British Pound Sterling – Photo: REUTERS
The pound’s devaluation comes after UK Finance Minister Kwasi Kwarteng announced historic tax cuts in the country.
In addition, this currency was also under pressure because the US Federal Reserve raised interest rates, causing the dollar to appreciate.
The euro also touched a 20-year low against the dollar in this morning’s European trade. Investors are concerned about the risk of an economic recession, the approaching winter with no sign that the energy crisis and war in Ukraine will end.
Mr. Peter Escho, co-founder of investment group Wealthi, said: “All currencies are depreciating against the USD. But for the pound, the new government news will cut taxes, which can The role of inflation has aggravated the devaluation of this currency.
“Recent energy subsidies and the news that the Bank of England may hold an emergency rate hike has caused panic,” he said.

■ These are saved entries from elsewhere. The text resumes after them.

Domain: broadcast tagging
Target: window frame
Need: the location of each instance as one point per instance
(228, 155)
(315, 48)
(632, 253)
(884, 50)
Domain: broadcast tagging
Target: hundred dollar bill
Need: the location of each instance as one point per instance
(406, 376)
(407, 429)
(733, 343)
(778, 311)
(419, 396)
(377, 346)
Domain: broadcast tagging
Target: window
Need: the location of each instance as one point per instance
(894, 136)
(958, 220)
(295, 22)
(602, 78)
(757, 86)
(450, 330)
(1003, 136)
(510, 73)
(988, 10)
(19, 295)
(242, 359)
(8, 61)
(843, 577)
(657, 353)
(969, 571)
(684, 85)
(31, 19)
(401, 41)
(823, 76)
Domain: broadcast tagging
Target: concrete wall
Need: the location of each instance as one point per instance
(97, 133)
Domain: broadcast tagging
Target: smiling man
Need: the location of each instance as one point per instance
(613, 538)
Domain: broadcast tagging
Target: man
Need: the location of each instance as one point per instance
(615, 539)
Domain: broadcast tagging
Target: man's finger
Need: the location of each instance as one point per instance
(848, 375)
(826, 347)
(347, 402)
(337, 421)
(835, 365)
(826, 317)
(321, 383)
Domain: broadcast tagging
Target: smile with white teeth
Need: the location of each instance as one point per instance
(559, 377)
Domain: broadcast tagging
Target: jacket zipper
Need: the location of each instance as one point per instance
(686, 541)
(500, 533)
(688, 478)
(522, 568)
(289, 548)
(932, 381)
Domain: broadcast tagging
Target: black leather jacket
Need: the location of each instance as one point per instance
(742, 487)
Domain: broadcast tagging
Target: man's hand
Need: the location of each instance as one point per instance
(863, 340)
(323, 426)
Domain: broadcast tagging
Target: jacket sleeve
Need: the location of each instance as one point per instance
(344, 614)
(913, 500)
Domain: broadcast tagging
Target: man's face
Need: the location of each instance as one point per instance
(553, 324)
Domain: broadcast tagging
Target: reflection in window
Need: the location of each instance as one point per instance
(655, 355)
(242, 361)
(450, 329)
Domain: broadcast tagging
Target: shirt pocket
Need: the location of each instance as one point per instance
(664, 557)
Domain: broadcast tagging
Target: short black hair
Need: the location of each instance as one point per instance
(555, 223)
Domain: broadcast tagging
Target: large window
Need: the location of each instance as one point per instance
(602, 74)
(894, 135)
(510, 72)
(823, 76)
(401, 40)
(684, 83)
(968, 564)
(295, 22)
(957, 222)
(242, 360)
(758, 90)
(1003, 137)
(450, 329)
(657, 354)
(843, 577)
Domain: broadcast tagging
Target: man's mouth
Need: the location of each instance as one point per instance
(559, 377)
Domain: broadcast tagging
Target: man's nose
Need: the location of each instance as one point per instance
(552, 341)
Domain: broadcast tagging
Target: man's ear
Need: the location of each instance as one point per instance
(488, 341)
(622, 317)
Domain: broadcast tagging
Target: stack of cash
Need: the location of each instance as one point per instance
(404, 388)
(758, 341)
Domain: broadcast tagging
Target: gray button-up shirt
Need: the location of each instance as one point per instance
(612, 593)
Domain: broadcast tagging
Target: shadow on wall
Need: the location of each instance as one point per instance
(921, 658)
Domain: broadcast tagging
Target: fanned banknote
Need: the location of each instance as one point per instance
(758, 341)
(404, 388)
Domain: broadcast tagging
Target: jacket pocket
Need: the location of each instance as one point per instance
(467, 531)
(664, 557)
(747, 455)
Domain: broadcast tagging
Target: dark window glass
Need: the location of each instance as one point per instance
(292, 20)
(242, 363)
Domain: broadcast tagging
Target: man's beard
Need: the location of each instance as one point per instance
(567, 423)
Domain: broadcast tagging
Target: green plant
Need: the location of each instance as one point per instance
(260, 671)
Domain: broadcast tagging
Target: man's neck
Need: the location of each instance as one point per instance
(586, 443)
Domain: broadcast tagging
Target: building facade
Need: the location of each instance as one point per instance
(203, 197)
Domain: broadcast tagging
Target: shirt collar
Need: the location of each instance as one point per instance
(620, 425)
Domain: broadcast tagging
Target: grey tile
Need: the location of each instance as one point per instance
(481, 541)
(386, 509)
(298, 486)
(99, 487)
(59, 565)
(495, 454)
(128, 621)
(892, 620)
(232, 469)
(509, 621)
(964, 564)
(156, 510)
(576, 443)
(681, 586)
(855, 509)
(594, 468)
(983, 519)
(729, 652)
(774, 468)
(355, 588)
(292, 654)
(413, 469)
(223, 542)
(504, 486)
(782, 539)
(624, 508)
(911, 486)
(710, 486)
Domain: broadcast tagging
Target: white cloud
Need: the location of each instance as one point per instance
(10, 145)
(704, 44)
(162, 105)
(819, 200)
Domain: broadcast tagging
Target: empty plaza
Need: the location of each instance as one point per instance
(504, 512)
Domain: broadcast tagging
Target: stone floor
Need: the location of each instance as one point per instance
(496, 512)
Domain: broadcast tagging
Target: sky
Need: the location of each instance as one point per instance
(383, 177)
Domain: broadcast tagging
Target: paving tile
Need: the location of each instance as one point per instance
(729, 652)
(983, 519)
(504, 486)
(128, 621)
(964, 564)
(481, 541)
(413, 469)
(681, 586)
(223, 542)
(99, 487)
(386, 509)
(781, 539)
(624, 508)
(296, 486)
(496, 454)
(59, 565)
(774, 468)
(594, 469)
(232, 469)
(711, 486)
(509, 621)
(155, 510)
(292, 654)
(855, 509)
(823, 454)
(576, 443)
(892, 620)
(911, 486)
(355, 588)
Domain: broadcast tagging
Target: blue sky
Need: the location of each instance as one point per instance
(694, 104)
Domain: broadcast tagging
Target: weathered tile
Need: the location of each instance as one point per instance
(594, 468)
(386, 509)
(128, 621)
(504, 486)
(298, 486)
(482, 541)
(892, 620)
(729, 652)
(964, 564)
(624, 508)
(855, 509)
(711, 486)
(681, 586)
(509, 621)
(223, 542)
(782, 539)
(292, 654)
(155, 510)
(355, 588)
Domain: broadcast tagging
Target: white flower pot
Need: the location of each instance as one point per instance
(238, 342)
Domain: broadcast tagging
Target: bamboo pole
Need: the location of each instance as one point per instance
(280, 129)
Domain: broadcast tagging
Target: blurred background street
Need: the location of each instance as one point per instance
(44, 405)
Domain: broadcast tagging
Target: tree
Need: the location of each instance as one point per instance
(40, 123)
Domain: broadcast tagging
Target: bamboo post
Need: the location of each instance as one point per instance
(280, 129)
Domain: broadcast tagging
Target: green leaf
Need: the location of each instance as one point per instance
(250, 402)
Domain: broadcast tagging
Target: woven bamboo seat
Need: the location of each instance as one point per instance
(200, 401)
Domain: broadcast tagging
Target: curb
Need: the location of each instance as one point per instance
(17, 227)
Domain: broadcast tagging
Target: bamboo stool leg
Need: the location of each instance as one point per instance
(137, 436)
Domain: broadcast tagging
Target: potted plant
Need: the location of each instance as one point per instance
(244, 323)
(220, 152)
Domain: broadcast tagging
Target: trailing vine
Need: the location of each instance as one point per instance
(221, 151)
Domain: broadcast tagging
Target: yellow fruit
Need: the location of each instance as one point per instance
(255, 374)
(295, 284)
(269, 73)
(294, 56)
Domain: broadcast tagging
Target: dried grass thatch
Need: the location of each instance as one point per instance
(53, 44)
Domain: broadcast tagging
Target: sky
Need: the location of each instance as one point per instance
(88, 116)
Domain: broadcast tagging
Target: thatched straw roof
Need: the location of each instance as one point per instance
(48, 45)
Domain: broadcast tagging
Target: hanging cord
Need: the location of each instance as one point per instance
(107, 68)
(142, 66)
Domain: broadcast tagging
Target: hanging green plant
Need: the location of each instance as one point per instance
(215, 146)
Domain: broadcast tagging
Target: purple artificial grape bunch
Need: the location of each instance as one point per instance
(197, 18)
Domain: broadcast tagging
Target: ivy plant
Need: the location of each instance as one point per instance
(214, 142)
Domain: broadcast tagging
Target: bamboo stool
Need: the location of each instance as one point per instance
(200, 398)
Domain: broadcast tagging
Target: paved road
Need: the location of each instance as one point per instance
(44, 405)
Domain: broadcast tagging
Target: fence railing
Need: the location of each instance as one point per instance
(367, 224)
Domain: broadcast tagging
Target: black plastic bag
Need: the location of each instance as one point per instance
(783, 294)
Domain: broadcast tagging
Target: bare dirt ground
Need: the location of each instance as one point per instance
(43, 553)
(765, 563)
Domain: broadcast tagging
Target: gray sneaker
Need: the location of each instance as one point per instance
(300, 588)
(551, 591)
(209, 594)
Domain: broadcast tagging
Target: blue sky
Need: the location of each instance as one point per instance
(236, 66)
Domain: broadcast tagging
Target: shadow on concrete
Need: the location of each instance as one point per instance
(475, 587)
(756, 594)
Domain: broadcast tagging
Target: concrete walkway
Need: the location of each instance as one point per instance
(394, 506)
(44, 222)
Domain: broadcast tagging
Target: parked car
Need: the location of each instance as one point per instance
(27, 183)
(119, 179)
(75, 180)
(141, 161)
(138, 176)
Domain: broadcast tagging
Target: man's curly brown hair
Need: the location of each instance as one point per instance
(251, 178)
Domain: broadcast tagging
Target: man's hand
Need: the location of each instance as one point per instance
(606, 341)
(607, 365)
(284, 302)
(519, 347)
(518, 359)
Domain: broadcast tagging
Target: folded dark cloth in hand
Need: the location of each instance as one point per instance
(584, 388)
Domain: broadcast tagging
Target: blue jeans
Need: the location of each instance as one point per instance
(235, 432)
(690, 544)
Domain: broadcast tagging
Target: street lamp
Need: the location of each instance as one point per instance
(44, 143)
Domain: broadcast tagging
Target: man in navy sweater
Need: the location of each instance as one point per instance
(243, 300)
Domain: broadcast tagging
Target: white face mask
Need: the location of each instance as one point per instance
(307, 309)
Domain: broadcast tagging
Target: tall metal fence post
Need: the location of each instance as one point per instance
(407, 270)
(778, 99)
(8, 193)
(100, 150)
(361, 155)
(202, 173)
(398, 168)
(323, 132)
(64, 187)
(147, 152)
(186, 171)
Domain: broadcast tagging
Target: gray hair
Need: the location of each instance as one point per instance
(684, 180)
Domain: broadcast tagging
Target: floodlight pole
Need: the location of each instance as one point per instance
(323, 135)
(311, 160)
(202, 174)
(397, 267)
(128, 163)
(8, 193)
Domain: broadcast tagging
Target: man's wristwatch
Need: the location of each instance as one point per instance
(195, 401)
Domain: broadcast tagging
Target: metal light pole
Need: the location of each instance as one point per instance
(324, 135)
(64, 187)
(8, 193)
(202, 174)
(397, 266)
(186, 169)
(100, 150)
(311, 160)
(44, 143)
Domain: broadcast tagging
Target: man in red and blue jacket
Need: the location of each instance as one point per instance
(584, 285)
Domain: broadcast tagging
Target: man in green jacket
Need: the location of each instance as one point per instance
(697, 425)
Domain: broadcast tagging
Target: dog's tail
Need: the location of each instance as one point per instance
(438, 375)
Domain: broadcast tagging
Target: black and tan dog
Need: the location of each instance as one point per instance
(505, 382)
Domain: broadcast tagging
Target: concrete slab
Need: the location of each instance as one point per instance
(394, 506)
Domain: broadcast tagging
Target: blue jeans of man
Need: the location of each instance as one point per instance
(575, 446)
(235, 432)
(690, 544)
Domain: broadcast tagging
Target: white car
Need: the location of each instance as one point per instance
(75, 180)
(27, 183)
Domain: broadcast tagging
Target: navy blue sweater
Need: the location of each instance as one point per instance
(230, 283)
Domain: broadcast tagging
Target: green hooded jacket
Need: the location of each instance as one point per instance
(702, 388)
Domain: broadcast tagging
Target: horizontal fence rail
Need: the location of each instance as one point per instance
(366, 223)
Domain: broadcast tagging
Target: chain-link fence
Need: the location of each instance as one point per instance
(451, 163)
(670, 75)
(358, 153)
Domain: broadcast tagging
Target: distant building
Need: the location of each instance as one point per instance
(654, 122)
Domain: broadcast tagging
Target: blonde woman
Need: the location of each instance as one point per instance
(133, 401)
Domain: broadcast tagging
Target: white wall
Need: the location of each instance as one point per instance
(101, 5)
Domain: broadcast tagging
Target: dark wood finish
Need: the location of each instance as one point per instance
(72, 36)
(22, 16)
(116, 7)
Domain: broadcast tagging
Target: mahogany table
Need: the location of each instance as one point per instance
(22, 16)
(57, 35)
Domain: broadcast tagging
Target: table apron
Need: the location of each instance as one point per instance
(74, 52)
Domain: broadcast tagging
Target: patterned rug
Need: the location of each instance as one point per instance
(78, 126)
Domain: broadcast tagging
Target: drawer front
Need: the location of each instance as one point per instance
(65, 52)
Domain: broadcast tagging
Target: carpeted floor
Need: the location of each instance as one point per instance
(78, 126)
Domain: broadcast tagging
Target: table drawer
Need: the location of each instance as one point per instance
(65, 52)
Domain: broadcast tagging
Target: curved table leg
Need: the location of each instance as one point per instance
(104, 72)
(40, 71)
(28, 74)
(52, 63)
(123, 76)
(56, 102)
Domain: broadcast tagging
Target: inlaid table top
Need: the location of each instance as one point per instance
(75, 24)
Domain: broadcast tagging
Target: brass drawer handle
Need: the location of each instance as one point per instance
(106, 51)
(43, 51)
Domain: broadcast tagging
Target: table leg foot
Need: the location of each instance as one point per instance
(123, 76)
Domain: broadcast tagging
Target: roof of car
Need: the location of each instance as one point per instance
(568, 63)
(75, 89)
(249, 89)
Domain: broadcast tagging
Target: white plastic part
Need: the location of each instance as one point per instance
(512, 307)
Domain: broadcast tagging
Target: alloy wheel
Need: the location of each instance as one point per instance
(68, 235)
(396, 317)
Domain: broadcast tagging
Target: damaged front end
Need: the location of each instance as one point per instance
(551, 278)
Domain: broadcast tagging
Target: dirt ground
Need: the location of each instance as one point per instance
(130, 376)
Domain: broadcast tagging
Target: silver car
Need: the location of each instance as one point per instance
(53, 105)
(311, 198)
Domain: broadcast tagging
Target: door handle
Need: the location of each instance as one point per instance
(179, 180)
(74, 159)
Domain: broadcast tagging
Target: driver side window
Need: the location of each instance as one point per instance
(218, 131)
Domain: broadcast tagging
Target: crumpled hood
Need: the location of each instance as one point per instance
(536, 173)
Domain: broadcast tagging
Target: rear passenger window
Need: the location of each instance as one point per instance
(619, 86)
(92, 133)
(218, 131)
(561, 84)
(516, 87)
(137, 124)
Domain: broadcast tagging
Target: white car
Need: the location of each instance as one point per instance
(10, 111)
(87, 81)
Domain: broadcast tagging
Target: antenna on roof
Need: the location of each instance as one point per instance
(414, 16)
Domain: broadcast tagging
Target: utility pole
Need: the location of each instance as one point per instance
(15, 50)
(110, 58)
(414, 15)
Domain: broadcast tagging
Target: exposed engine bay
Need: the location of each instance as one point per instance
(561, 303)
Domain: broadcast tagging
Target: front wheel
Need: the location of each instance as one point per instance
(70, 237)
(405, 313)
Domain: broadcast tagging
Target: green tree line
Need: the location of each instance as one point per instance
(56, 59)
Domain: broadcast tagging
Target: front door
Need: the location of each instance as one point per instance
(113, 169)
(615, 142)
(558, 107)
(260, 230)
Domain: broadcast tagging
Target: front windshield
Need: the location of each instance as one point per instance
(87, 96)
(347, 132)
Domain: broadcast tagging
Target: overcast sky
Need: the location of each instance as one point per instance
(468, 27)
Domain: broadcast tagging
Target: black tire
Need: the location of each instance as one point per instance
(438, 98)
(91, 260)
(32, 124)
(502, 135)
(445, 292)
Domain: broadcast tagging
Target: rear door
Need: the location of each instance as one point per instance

Global markets tumbled last week after the US Federal Reserve and several other major central banks, including the Bank of England, raised interest rates to keep inflation in check.
According to experts, if the pound remains at this low level against the dollar, imports of commodities priced in dollars such as oil and gas will be more expensive.
Other imports from the US can also be significantly more expensive, and British travelers in the US will find their holidays more expensive.
According to the BBC, investors will certainly keep a close eye on the pound’s movements when financial markets open in the UK, Europe and then the US on September 26.